Water queen anthurium when the top of the medium approaches dryness (often every 5-7 days in growth; every 2-3 weeks in winter). Keep the medium lightly and evenly moist during the growing season (spring-summer), letting the surface just begin to dry between waterings. Never let it dry out completely, but never leave it soggy. Reduce watering in autumn and winter. Use room-temperature, low-mineral water (rain, filtered, or distilled) to avoid tip burn. The finger-test (or lifting the pot to feel its weight) beats a fixed weekly calendar because pot size, light, and season all change how fast the soil dries.
Is queen anthurium toxic to cats and dogs?
Queen Anthurium is toxic to pets. The ASPCA lists the genus Anthurium as toxic to cats, dogs, and horses, with insoluble calcium oxalates as the toxic principle (listed under "Tail Flower" and "Flamingo Flower," Anthurium scherzeranum). Anthurium warocqueanum is not named individually but belongs to the same genus, so treat it as toxic.
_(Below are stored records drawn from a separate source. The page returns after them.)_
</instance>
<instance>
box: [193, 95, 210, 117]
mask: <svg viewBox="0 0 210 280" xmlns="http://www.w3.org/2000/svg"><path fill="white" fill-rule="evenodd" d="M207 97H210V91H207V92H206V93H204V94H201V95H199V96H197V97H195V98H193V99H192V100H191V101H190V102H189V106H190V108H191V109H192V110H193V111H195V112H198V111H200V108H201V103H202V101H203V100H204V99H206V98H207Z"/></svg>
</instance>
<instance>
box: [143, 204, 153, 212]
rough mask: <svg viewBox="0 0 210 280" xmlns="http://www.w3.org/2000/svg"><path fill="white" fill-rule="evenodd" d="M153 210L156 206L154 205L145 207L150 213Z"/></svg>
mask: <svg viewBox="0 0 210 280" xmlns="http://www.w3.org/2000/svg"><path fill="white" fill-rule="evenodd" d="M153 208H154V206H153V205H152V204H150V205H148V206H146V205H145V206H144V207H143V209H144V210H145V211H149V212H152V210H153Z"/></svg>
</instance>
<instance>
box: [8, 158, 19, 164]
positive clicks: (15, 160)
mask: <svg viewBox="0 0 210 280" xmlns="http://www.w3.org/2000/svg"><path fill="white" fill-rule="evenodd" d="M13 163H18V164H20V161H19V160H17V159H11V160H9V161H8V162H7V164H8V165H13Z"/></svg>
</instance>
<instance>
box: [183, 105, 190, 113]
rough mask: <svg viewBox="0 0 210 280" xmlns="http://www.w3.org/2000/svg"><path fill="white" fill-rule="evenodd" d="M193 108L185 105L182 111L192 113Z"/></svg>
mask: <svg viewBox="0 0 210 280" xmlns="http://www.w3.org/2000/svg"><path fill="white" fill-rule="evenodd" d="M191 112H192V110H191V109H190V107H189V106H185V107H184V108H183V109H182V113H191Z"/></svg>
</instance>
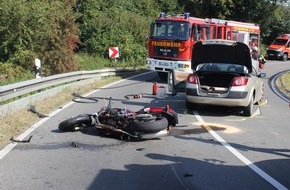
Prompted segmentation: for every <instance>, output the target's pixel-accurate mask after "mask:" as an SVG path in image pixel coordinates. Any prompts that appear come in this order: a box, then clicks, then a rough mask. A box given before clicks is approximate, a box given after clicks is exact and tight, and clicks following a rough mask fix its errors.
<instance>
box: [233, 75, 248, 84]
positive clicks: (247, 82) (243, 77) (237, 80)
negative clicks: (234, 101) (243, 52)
mask: <svg viewBox="0 0 290 190" xmlns="http://www.w3.org/2000/svg"><path fill="white" fill-rule="evenodd" d="M248 80H249V78H248V77H235V78H234V79H233V81H232V86H245V85H247V83H248Z"/></svg>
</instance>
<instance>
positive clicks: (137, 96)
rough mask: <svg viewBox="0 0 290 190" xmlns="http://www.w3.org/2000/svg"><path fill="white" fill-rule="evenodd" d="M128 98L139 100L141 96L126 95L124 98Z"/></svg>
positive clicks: (142, 96) (136, 95)
mask: <svg viewBox="0 0 290 190" xmlns="http://www.w3.org/2000/svg"><path fill="white" fill-rule="evenodd" d="M130 97H132V98H134V99H139V98H142V97H143V96H142V94H133V95H126V96H125V98H127V99H130Z"/></svg>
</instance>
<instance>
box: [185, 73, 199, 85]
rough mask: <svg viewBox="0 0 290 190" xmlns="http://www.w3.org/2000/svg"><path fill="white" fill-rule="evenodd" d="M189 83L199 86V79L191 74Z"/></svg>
mask: <svg viewBox="0 0 290 190" xmlns="http://www.w3.org/2000/svg"><path fill="white" fill-rule="evenodd" d="M186 81H187V82H188V83H192V84H197V77H196V75H194V74H190V75H188V77H187V80H186Z"/></svg>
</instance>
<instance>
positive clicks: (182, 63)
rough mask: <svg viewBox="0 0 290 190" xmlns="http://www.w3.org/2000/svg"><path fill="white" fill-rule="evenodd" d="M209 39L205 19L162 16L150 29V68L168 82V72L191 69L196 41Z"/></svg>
mask: <svg viewBox="0 0 290 190" xmlns="http://www.w3.org/2000/svg"><path fill="white" fill-rule="evenodd" d="M209 36H210V32H209V25H208V24H207V23H205V21H204V19H200V18H195V17H190V16H189V13H185V14H179V15H173V16H172V15H165V14H164V13H160V15H159V17H158V18H157V19H155V20H154V21H153V22H152V24H151V28H150V34H149V37H148V41H147V50H148V57H147V59H146V67H147V69H148V70H155V71H158V76H159V77H160V78H161V79H167V72H168V71H170V70H173V69H177V70H181V71H188V70H191V54H192V47H193V44H194V42H195V41H198V40H202V39H207V38H208V37H209Z"/></svg>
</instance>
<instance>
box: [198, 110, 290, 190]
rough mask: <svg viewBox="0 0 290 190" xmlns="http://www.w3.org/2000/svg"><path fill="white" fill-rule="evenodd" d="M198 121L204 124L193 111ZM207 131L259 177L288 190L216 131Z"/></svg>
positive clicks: (274, 184)
mask: <svg viewBox="0 0 290 190" xmlns="http://www.w3.org/2000/svg"><path fill="white" fill-rule="evenodd" d="M193 114H194V115H195V117H196V119H197V120H198V121H199V122H204V121H203V119H202V118H201V116H200V115H199V114H198V112H197V111H193ZM205 128H206V130H207V131H208V132H209V133H210V134H211V135H212V136H213V137H214V138H215V139H216V140H217V141H218V142H220V143H221V144H222V145H223V146H224V147H225V148H226V149H228V150H229V151H230V152H231V153H232V154H233V155H235V156H236V157H237V158H238V159H239V160H241V161H242V162H243V163H244V164H246V165H247V166H248V167H249V168H251V169H252V170H253V171H254V172H256V173H257V174H258V175H259V176H261V177H262V178H264V179H265V180H266V181H268V182H269V183H270V184H271V185H273V186H274V187H276V188H277V189H279V190H287V188H286V187H285V186H283V185H282V184H281V183H279V182H278V181H277V180H275V179H274V178H272V177H271V176H269V175H268V174H267V173H266V172H264V171H263V170H261V169H260V168H259V167H258V166H256V165H255V164H254V163H253V162H251V161H250V160H249V159H247V158H246V157H245V156H243V155H242V154H241V153H239V152H238V151H237V150H236V149H235V148H234V147H232V146H231V145H230V144H229V143H227V142H226V141H225V140H224V139H223V138H221V137H220V136H219V135H218V134H217V133H216V132H215V131H213V130H211V128H210V127H207V126H205Z"/></svg>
Chewing releases needle-like raphide crystals causing oral irritation, drooling, mouth/lip swelling, vomiting, and difficulty swallowing.
What USDA hardiness zone does queen anthurium grow in?
Queen Anthurium is rated for USDA zone 11-12 (frost-tender; grown as an indoor/greenhouse plant in temperate climates). Outside that range, grow it as a container plant that overwinters indoors before the first hard frost.
Queen Anthurium deep-dive guides
Every aspect of queen anthurium care, each with its own calibrated guide:
- Queen Anthurium watering schedule
- Queen Anthurium light requirements
- Best soil mix for queen anthurium
- Queen Anthurium fertilizing guide
- When to repot queen anthurium
- How to propagate queen anthurium
- Queen Anthurium growth rate & size
- Queen Anthurium cold hardiness
- Queen Anthurium temperature & humidity
- Is queen anthurium toxic to cats & dogs?
Related guides
Queen Anthurium is also known as Queen Anthurium, Queen Anthurium velvet-leaf, and Anthurium warocqueanum.